Removing datasets from the model training phase will take less time as there will be less epochs, as it decreases the size for the model, this would also result in faster responses from the model. However the less data it has the less accurate it may be depending on the quality of the data.
In summary, yes it would speed up the training process, it is also worth noting by removing training data you may forego accuracy of the newly trained model that the removed data may have provided.
There are many factors that go into the speed at which a model trains but here are the important ones below!
- Model Size: Depending on your custom dataset, the Fast Roboflow Train model should train roughly twice as fast as the Accurate Roboflow Train model (source).
- Dataset Size and Image Size: The larger the dataset, and the larger the images in your dataset, the longer it will take for your model to train (source).
- Training from a Checkpoint: Training from a checkpoint, a method known as Transfer Learning, can help to reduce training time.
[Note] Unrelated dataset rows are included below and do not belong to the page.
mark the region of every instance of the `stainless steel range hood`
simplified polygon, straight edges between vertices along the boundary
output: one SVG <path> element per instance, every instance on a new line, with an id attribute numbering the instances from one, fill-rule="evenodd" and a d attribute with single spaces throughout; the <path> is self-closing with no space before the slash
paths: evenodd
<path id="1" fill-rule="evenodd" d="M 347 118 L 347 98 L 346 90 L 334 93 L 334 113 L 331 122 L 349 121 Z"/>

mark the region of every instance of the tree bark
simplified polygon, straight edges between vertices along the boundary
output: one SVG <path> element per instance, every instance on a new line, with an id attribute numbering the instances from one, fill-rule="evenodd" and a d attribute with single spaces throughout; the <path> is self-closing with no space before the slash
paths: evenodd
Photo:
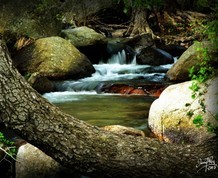
<path id="1" fill-rule="evenodd" d="M 198 171 L 199 159 L 218 161 L 217 137 L 176 145 L 113 134 L 89 125 L 42 98 L 12 65 L 0 39 L 0 121 L 62 165 L 93 177 L 218 177 Z"/>
<path id="2" fill-rule="evenodd" d="M 135 8 L 132 12 L 132 19 L 127 35 L 135 36 L 143 33 L 151 33 L 154 36 L 152 29 L 147 22 L 147 10 L 144 8 Z"/>

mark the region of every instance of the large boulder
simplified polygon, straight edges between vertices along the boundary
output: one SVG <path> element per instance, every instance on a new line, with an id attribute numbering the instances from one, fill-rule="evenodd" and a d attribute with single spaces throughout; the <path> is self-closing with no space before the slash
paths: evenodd
<path id="1" fill-rule="evenodd" d="M 203 41 L 201 43 L 194 43 L 190 46 L 167 72 L 166 77 L 171 81 L 187 81 L 190 80 L 189 69 L 195 66 L 199 67 L 200 59 L 204 59 L 204 52 L 199 49 L 207 49 L 208 53 L 212 56 L 213 64 L 218 63 L 218 52 L 214 48 L 213 44 L 209 41 Z"/>
<path id="2" fill-rule="evenodd" d="M 62 30 L 61 36 L 85 54 L 93 64 L 107 58 L 106 37 L 86 26 Z"/>
<path id="3" fill-rule="evenodd" d="M 13 59 L 21 74 L 38 72 L 50 79 L 79 79 L 95 72 L 89 59 L 61 37 L 36 40 Z"/>
<path id="4" fill-rule="evenodd" d="M 75 47 L 92 46 L 103 43 L 105 36 L 95 30 L 82 26 L 62 30 L 62 36 L 68 39 Z"/>
<path id="5" fill-rule="evenodd" d="M 202 115 L 205 125 L 218 124 L 213 117 L 218 111 L 218 77 L 209 81 L 209 87 L 202 84 L 201 91 L 207 92 L 195 99 L 191 97 L 191 85 L 192 81 L 171 85 L 152 103 L 148 124 L 160 139 L 176 143 L 200 143 L 214 136 L 206 126 L 197 128 L 193 119 Z M 206 112 L 203 112 L 202 101 Z"/>
<path id="6" fill-rule="evenodd" d="M 139 54 L 136 55 L 138 64 L 159 66 L 164 64 L 172 64 L 174 62 L 173 56 L 169 53 L 154 47 L 143 48 Z"/>

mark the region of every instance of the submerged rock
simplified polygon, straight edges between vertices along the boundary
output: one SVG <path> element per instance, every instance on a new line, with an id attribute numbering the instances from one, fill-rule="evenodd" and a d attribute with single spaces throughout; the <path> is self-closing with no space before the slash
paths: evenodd
<path id="1" fill-rule="evenodd" d="M 23 75 L 38 72 L 50 79 L 79 79 L 95 72 L 89 59 L 61 37 L 38 39 L 22 48 L 13 61 Z"/>
<path id="2" fill-rule="evenodd" d="M 139 54 L 136 55 L 138 64 L 159 66 L 164 64 L 172 64 L 174 62 L 173 56 L 169 53 L 154 47 L 143 48 Z"/>
<path id="3" fill-rule="evenodd" d="M 200 143 L 214 136 L 207 127 L 199 128 L 193 119 L 202 115 L 204 125 L 217 125 L 214 116 L 218 111 L 218 77 L 207 85 L 201 85 L 204 95 L 192 99 L 190 86 L 192 81 L 167 87 L 159 99 L 155 100 L 149 111 L 148 124 L 151 131 L 161 140 L 176 143 Z M 201 103 L 205 104 L 206 112 L 202 111 Z"/>
<path id="4" fill-rule="evenodd" d="M 40 73 L 33 73 L 27 81 L 37 92 L 41 94 L 55 91 L 55 85 Z"/>

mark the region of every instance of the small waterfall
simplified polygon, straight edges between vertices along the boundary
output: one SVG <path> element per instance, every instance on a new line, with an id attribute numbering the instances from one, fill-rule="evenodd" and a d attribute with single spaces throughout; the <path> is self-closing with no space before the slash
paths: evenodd
<path id="1" fill-rule="evenodd" d="M 112 55 L 108 59 L 108 64 L 126 64 L 126 52 L 125 50 L 119 51 L 117 54 Z"/>
<path id="2" fill-rule="evenodd" d="M 77 81 L 61 81 L 56 83 L 59 91 L 71 91 L 84 93 L 96 91 L 102 83 L 114 83 L 121 81 L 131 83 L 132 81 L 161 81 L 166 71 L 172 64 L 162 66 L 137 65 L 136 56 L 130 63 L 127 61 L 125 50 L 111 56 L 107 63 L 100 62 L 93 65 L 96 72 L 91 77 Z"/>
<path id="3" fill-rule="evenodd" d="M 100 64 L 103 64 L 103 62 L 100 62 Z M 130 60 L 130 62 L 127 61 L 127 55 L 126 51 L 123 49 L 122 51 L 119 51 L 117 54 L 112 55 L 108 61 L 107 64 L 137 64 L 136 63 L 136 55 L 134 55 L 133 59 Z"/>

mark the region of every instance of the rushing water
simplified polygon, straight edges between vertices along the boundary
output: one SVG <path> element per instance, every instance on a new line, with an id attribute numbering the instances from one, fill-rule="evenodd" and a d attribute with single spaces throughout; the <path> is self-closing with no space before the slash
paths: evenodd
<path id="1" fill-rule="evenodd" d="M 97 126 L 124 125 L 146 130 L 147 117 L 155 98 L 139 95 L 99 94 L 105 83 L 161 82 L 171 65 L 137 65 L 135 58 L 126 62 L 125 52 L 112 56 L 107 63 L 94 65 L 96 72 L 77 81 L 58 82 L 59 92 L 43 96 L 64 112 Z"/>

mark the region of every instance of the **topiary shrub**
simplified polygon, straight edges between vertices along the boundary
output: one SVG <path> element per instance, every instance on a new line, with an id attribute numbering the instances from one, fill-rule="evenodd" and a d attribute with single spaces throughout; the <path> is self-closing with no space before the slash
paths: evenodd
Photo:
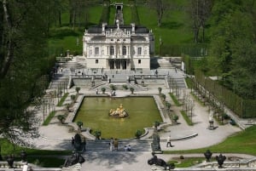
<path id="1" fill-rule="evenodd" d="M 135 136 L 137 139 L 140 139 L 140 137 L 143 135 L 143 131 L 137 129 L 136 132 L 135 132 Z"/>

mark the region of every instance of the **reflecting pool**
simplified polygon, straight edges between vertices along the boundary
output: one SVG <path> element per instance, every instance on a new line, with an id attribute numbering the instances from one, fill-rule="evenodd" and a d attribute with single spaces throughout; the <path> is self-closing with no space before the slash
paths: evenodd
<path id="1" fill-rule="evenodd" d="M 108 113 L 122 104 L 129 116 L 113 118 Z M 82 121 L 84 127 L 102 131 L 102 138 L 134 138 L 137 129 L 153 127 L 162 122 L 153 97 L 85 97 L 73 122 Z"/>

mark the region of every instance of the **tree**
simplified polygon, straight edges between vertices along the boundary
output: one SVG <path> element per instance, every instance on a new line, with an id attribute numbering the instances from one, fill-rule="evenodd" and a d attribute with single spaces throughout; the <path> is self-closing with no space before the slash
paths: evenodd
<path id="1" fill-rule="evenodd" d="M 0 134 L 20 145 L 38 136 L 39 121 L 27 104 L 42 92 L 37 85 L 46 66 L 45 7 L 39 0 L 0 1 Z"/>
<path id="2" fill-rule="evenodd" d="M 161 26 L 164 14 L 173 5 L 170 0 L 148 0 L 148 8 L 157 14 L 157 26 Z"/>
<path id="3" fill-rule="evenodd" d="M 207 19 L 210 17 L 213 0 L 191 0 L 189 6 L 189 14 L 191 18 L 194 41 L 199 42 L 199 33 L 201 28 L 202 37 L 201 42 L 205 41 L 205 28 Z"/>

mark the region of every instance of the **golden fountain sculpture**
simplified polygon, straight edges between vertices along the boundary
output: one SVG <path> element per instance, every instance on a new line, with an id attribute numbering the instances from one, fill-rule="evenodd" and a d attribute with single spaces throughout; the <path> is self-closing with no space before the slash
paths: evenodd
<path id="1" fill-rule="evenodd" d="M 116 110 L 110 109 L 109 116 L 116 118 L 122 118 L 122 117 L 128 117 L 128 113 L 125 111 L 125 109 L 123 107 L 123 105 L 120 104 L 119 107 L 118 107 Z"/>

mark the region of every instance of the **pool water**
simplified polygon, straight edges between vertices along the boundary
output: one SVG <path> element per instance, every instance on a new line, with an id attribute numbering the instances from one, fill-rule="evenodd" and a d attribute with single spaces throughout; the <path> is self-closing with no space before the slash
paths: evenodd
<path id="1" fill-rule="evenodd" d="M 113 118 L 108 116 L 110 109 L 122 104 L 129 116 Z M 155 121 L 162 122 L 153 97 L 85 97 L 73 122 L 82 121 L 84 127 L 102 132 L 102 139 L 134 138 L 137 129 L 153 127 Z"/>

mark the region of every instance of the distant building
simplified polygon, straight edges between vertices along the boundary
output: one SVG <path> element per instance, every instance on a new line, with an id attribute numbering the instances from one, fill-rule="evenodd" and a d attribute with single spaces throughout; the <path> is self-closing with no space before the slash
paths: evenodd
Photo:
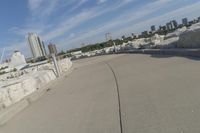
<path id="1" fill-rule="evenodd" d="M 27 40 L 33 58 L 38 58 L 46 55 L 44 44 L 40 40 L 39 36 L 34 33 L 28 33 Z"/>
<path id="2" fill-rule="evenodd" d="M 200 17 L 198 17 L 198 22 L 200 22 Z"/>
<path id="3" fill-rule="evenodd" d="M 183 19 L 182 19 L 182 24 L 183 24 L 184 26 L 188 25 L 188 19 L 187 19 L 187 18 L 183 18 Z"/>
<path id="4" fill-rule="evenodd" d="M 167 30 L 167 27 L 166 27 L 166 26 L 159 26 L 159 30 L 160 30 L 160 31 Z"/>
<path id="5" fill-rule="evenodd" d="M 27 66 L 27 63 L 24 55 L 22 55 L 19 51 L 15 51 L 11 57 L 9 67 L 20 70 L 25 66 Z"/>
<path id="6" fill-rule="evenodd" d="M 167 23 L 167 24 L 166 24 L 166 27 L 167 27 L 167 30 L 172 30 L 172 29 L 173 29 L 173 28 L 172 28 L 172 23 L 171 23 L 171 22 Z"/>
<path id="7" fill-rule="evenodd" d="M 152 25 L 152 26 L 151 26 L 151 31 L 152 31 L 152 32 L 156 31 L 156 26 L 155 26 L 155 25 Z"/>
<path id="8" fill-rule="evenodd" d="M 172 20 L 172 21 L 171 21 L 171 24 L 172 24 L 172 28 L 173 28 L 173 29 L 177 29 L 177 28 L 178 28 L 178 23 L 177 23 L 176 20 Z"/>
<path id="9" fill-rule="evenodd" d="M 136 38 L 136 35 L 134 33 L 131 34 L 132 38 Z"/>
<path id="10" fill-rule="evenodd" d="M 49 44 L 48 45 L 48 48 L 49 48 L 49 53 L 50 54 L 55 54 L 55 55 L 57 55 L 57 48 L 56 48 L 56 45 L 55 44 Z"/>
<path id="11" fill-rule="evenodd" d="M 166 24 L 166 28 L 167 28 L 167 30 L 176 29 L 176 28 L 178 28 L 178 23 L 176 22 L 176 20 L 172 20 Z"/>

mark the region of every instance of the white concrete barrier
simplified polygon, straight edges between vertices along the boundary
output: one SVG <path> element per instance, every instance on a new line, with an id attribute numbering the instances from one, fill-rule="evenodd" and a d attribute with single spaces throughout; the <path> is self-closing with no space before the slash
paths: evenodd
<path id="1" fill-rule="evenodd" d="M 72 67 L 72 62 L 70 59 L 60 60 L 59 67 L 61 72 L 65 73 Z M 27 75 L 23 75 L 21 78 L 13 79 L 13 82 L 0 88 L 0 111 L 19 102 L 26 96 L 56 79 L 52 68 L 51 65 L 47 64 L 45 70 L 40 69 L 39 71 L 32 71 Z"/>

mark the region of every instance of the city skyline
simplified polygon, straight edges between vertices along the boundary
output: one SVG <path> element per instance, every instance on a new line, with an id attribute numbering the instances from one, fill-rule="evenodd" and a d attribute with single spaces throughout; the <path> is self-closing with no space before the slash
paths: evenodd
<path id="1" fill-rule="evenodd" d="M 13 1 L 2 3 L 0 52 L 5 47 L 8 55 L 19 50 L 30 56 L 24 38 L 28 32 L 41 36 L 45 44 L 53 42 L 59 49 L 70 49 L 82 43 L 105 41 L 107 32 L 119 38 L 124 34 L 140 33 L 151 25 L 158 27 L 170 20 L 180 23 L 184 17 L 190 20 L 200 16 L 198 0 L 22 0 L 17 4 Z M 4 14 L 8 5 L 12 7 L 10 16 Z M 66 10 L 66 7 L 69 8 Z"/>

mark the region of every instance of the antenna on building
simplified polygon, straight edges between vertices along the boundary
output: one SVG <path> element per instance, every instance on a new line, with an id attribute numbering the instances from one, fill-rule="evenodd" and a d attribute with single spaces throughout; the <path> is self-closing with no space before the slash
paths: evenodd
<path id="1" fill-rule="evenodd" d="M 2 54 L 1 54 L 0 64 L 1 64 L 2 61 L 3 61 L 3 56 L 4 56 L 4 53 L 5 53 L 5 50 L 6 50 L 6 48 L 3 49 L 3 52 L 2 52 Z"/>

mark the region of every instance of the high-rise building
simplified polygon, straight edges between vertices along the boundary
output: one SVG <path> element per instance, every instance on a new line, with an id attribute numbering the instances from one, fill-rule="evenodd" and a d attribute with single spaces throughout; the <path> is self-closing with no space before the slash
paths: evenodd
<path id="1" fill-rule="evenodd" d="M 198 22 L 200 22 L 200 17 L 198 17 Z"/>
<path id="2" fill-rule="evenodd" d="M 184 26 L 188 25 L 188 19 L 187 19 L 187 18 L 183 18 L 183 19 L 182 19 L 182 24 L 183 24 Z"/>
<path id="3" fill-rule="evenodd" d="M 166 24 L 167 30 L 172 30 L 172 23 L 169 22 Z"/>
<path id="4" fill-rule="evenodd" d="M 177 23 L 176 20 L 172 20 L 171 24 L 172 24 L 172 29 L 177 29 L 178 28 L 178 23 Z"/>
<path id="5" fill-rule="evenodd" d="M 40 40 L 39 36 L 34 33 L 28 33 L 27 40 L 33 58 L 38 58 L 46 55 L 44 44 Z"/>
<path id="6" fill-rule="evenodd" d="M 57 48 L 56 48 L 56 45 L 55 44 L 49 44 L 48 45 L 48 48 L 49 48 L 49 53 L 50 54 L 55 54 L 57 55 Z"/>
<path id="7" fill-rule="evenodd" d="M 151 26 L 151 31 L 153 32 L 153 31 L 156 31 L 156 26 L 155 25 L 152 25 Z"/>

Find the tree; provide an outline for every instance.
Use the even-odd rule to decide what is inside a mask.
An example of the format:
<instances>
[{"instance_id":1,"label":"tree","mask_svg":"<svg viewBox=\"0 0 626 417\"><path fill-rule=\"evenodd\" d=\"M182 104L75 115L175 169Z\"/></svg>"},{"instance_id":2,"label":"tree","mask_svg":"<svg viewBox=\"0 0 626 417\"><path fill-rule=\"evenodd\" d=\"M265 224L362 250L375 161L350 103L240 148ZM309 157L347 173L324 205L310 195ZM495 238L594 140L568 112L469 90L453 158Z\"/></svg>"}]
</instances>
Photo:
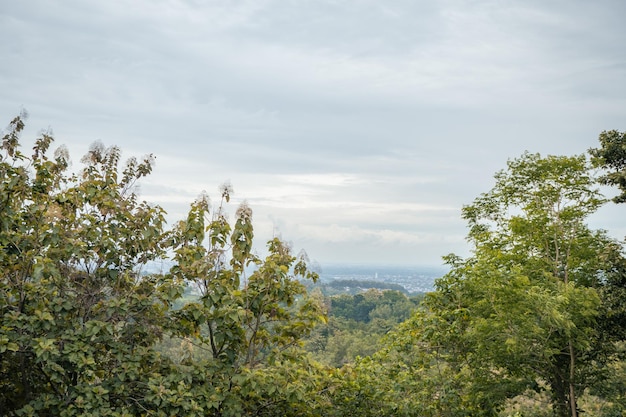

This method initializes your model training from a previously trained model, which can provide improved training scores. On the other hand, training from scratch, which does not employ Transfer Learning, will initialize your model training with randomized initial values for the model weights, which can take longer (source).
Thank you @Alejandro_Bermudez for the complete answer, but I was asking about roboflow time to generate a new dataset versin instead of the training part.
Once I have data annotated I have to generate a new dataset version. But since I have many versions the process of creating a new dataset was taking more time than usual.
So my question was, is the time of generating a new dataset version depends on the amount of versions I already have in th current project ? If yes, removing old versions will speed up the process of generating a new version in roboflow.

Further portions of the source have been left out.